東京女子医科大学 附属遺伝子医療センター
遺伝子についてサイト(http://www.twmu.ac.jp/IMG/about-gene.html)(2024年2月現在)より作図
子は父親と母親から23種類の染色体をそれぞれ1本ずつ受け取り、染色体の数は親と同じ46本になります。この時、父親からX染色体を受け取るとその子は女性に、Y染色体を受け取るとその子は男性になります。
東京女子医科大学 附属遺伝子医療センター
遺伝子についてサイト(http://www.twmu.ac.jp/IMG/about-gene.html)(2024年2月現在)より作図
子は親から染色体に入った遺伝子を受け取ることで、親から子に、ヒトとしての特徴が受け継がれますし、遺伝子の変異も、親から子に受け継がれることになります。

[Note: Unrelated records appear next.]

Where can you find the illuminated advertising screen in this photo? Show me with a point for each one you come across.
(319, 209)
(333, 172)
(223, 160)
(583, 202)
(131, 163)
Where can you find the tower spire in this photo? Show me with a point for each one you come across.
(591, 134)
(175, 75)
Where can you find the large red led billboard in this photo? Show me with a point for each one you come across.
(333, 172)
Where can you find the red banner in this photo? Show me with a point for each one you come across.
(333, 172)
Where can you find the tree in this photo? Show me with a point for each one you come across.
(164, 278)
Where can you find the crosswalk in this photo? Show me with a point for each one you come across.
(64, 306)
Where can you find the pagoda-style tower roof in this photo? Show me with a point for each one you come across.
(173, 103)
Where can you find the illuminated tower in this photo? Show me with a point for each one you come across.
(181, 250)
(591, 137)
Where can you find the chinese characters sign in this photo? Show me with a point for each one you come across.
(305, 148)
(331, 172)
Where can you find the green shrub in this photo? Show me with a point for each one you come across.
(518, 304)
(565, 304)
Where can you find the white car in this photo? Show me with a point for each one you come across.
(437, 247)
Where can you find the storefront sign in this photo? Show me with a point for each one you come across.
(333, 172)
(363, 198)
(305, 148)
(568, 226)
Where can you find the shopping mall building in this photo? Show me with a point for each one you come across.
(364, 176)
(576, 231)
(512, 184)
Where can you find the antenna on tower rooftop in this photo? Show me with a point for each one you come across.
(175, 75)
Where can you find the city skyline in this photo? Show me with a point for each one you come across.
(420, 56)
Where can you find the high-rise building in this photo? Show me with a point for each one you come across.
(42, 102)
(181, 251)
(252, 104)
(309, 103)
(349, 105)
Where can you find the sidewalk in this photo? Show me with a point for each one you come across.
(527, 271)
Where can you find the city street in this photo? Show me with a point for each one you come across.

遺伝子に変異があっても病気になる場合とならない場合がある
遺伝子(設計図)には顕性遺伝するものと、潜性遺伝するものがあります。常染色体の2セットある遺伝子のどちらかに変異があると病気になるのが「顕性遺伝」、常染色体の2セットある遺伝子の両方に変異がないと病気にならないのが「潜性遺伝」です。したがって、潜性遺伝では片方のみの遺伝子に変異があるのみでは、病気にはなりません。このような遺伝子の状態の方を保因者と呼びます。
性染色体のX染色体に変異がある場合、男性では性染色体はXYですので、X染色体の遺伝子に変異があると、必ず病気になってしまいます。これに対し女性では性染色体はXXですので、変異がないX染色体により機能が補填されるため病気にはなりません(ファブリー病を除く)。
ライソゾーム病には、常染色体潜性遺伝とX連鎖潜性遺伝の場合があります。遺伝形式は病気によってそれぞれ異なります。
※常染色体潜性遺伝の疾患:ゴーシェ病、ポンペ病、ムコ多糖症(Ⅱ型を除く)
※X連鎖潜性遺伝の疾患:ファブリー病*、ムコ多糖症Ⅱ型
*ファブリー病の遺伝形式はX連鎖潜性遺伝ですが、保因者であっても症状が現れた女性が多数報告されています2)。このような例を症候性ヘテロ接合体と呼びます。
難病に指定され医療費の補助が受けられる
ライソゾーム病は非常にまれな病気で、その発症頻度は新生児7,700人に1人と言われています3)。治療が難しく、費用は高額であるため、指定難病、かつ小児慢性特定疾患に指定されており、国や地方自治体から医療費の補助(医療助成制度)が受けられます。
※ゴーシェ病は、33万人に1人の割合と言われています4)。
文献
- 1.難病情報センター https://www.nanbyou.or.jp/entry/4061(2024年2月現在)
- 2.井田博幸 編. ライソゾーム病―最新の病態、診断、治療の進歩―. 診断と治療社. p71. 2023.
- 3.Konstantin M, et al. Orphanet J Rare Dis. 2015; 10: 46.
- 4.Owada MY, et al. J Jpn Pediatr Soc. 2000; 104: 717-722.